TRANS-LUX REPORTS THIRD QUARTER 2011 RESULTS

NORWALK, CT, November 18, 2011 – Trans-Lux Corporation (OTC: TNLX), a leading supplier of programmable electronic information displays and next generation LED lighting, today reported financial results for the third quarter ended September 30, 2011.  Trans-Lux President and Chief Executive Officer J.M. Allain made the announcement.

Third Quarter 2011

Revenues for the third quarter 2011 remained level with the third quarter 2010 at $7.1 million.  Trans-Lux recorded a loss from continuing operations for the third quarter of $1.9 million (-$0.79 per share), compared with a loss from continuing operations of $1.2 million (-$0.50 per share) in the third quarter of 2010.  The 2011 third quarter loss includes an $0.8 million charge to the reserve for obsolete inventory, while last year’s third quarter loss included a $1.0 million restructuring charge and a $0.5 million charge to write-off engineering software.  The Company incurred negative EBITDA from continuing operations of $0.3 million, compared with positive EBITDA from continuing operations of $0.5 million in 2010.  Without the charge to the reserve for obsolete inventory in 2011 and the restructuring charge and write-off in 2010, EBITDA from continuing operations would have been a positive $493,000 for the three months ended September 30, 2011, compared to a positive $540,000 for the three months ended September 30, 2010.  The Company continues to reduce operating costs and in the third quarter of 2011 outsourced the human resources department and benefits.  The 2010 restructuring costs consist of employee severance pay, facility closing costs representing primarily lease termination and asset write-off costs, and other fees directly related to the restructuring plan.

“The third quarter results reflect level revenues, but a continued improvement in our gross margins,” said Mr.

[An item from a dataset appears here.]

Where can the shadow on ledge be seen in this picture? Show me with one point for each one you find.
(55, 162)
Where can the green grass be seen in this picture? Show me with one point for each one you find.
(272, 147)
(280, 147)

Allain.  “In the fourth quarter, we began to deliver our new LED lighting products and successfully completed our financial restructuring, which gives us the ability to further our investment in the next generation of LED signage and lighting solutions and position us for long-term growth.”

Nine Months Ended September 30, 2011

Trans-Lux reported revenues for the nine-month period ended September 30, 2011 of $17.1 million, down from $18.7 million for the nine-month period ended September 30, 2010.  Trans-Lux incurred a loss from continuing operations of $5.2 million (-$2.14 per share) during the first nine months of 2011, versus the $5.3 million loss from continuing operations (-$2.16 per share) reported for the same nine-month period in 2010.  This year’s loss includes an $0.8 million charge to the reserve for obsolete inventory and last year’s loss included the $1.0 million restructuring charge and the $0.5 million charge to write-off engineering software.  The Company incurred negative EBITDA from continuing operations of $574,000, compared with negative EBITDA from continuing operations of $41,000 during the same nine-month period in 2010.  Without the charge for obsolete inventory in 2011 and the restructuring charge and write-offs in 2010, EBITDA from continuing operations would have been a positive $226,000 for the nine months ended September 30, 2011 compared with a positive $1.5 million for the nine months ended September 30, 2010.

(Table of Operations below)

Safe Harbor Statement under the Private Securities Litigation Reform Act of 1995

The Company may, from time to time, provide estimates as to future performances.  These forward-looking statements will be estimates and may or may not be realized by the Company.  The Company undertakes no duty to update such forward-looking statements.  Many factors could cause actual results to differ from these forward-looking statements, including loss of market share through competition, introduction of competing products by others, pressure on prices from competition or purchasers of the Company’s products, interest rate and foreign exchange fluctuations, terrorist acts and war.